TA Research said upon completion of the proposed acquisition, Sunway REIT’s assets under management will reach RM8.9bil.

PETALING JAYA: Sunway Real Estate Investment Trust’s (Sunway-REIT) proposal to buy its third industrial property in Bukit Tengah Industrial Park in Prai, Penang, will not only be yield-accretive, but will also expand its asset portfolio.

Analysts are positive on the deal as the industrial property is projected to generate an initial net property income (NPI) yield of 7.6%.

“We are positive on this deal as not only does it have an attractive yield but it also strengthens Sunway-REIT’s already diverse asset portfolio mix, as the services, industrial and others segment will comprise 9% of total asset portfolio upon completion of this acquisition,” Hong Leong Investment Bank (HLIB) Research said.

Sunway-REIT announced on Dec 18 that its trustee RHB Trustees Bhd had inked a conditional sale and purchase agreement with Best Corridor Venture Sdn Bhd to acquire an industrial property in Prai, Penang, for RM66.8 mil.

The property, which is strategically located within the Bukit Tengah Industrial Park, is adjacent to Juru Auto City. It is also in proximity to Sunway-REIT’s existing properties in Penang, about 12km from Sunway Carnival Mall and Sunway Hotel Seberang Jaya.

The property, sitting on 10.4 acres land with a leasehold tenure expiring in 2052, has a gross floor area of 307,487 sq ft.
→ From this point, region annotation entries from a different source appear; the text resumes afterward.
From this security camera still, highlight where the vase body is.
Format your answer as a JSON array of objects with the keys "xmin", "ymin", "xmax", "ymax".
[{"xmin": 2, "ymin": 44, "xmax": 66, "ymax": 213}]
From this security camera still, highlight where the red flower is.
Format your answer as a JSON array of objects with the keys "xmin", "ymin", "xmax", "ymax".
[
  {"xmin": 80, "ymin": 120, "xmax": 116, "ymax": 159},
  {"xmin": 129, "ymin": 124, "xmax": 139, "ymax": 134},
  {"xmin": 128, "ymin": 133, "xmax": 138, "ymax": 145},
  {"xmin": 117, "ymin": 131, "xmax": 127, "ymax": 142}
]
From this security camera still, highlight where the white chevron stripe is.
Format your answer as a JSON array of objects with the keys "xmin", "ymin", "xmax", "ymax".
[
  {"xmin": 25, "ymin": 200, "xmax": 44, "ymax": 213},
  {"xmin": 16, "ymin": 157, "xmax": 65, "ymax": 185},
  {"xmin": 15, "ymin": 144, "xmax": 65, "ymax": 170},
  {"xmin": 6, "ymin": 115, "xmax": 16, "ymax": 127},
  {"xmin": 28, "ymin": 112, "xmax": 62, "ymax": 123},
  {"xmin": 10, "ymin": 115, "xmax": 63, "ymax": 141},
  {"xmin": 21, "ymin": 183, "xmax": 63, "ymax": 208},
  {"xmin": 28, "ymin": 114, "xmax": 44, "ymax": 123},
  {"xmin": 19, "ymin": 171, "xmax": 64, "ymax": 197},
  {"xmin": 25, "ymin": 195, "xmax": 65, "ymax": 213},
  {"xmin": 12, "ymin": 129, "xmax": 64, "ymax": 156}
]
It is fully occupied by reputable multinational tenants: Premium Sound Solutions, a Belgian sound products manufacturer; a Japanese logistics company and an American information management services company.

“The NPI coming from this industrial property is expected to be around RM4.7mil. This deal is yield-accretive when stacked against Sunway-REIT’s financial year (FY22) NPI portfolio yield of about 5.4%,” HLIB Research added.

It estimated an earnings per unit for FY24 and FY25 to increase 0.7% and 3.6% respectively if the acquisition is completed by the third quarter of 2024 (3Q24) and begin contributing by 4Q24.

HLIB Research said the gearing is expected to slightly increase from 37.4% (as at 3Q23) to 37.8% following the completion of the exercise.

It is reaffirming a “buy” call with a target price of RM1.89 based on FY24 dividend per unit (DPU) on targeted yield of 5.3%.

Similarly, TA Research is maintaining its earnings forecasts and “buy” call with a target price of RM1.75, pending the completion of the acquisition.

Its target price is based on a target yield of 6% to its 2024 DPU projection of 10.5 per unit.

“The acquisition price of RM147.45 per sq ft for the factories in Bukit Tengah Industrial Park is considered fair, given the asking price of RM130 to RM260 per sq ft for similar-sized factories,” the research house said.

It added that upon completion of the proposed acquisition, Sunway REIT’s assets under management will reach RM8.9bil.

“However, due to the relatively small size of the asset and its limited impact on earnings, we are neutral on this acquisition.

“Assuming the property starts to contribute to Sunway REIT’s earnings from 4Q24 onwards, the proposed acquisition is projected to increase our earnings forecasts by 0.3% in FY24 and 1.3% in FY25,” TA Research added.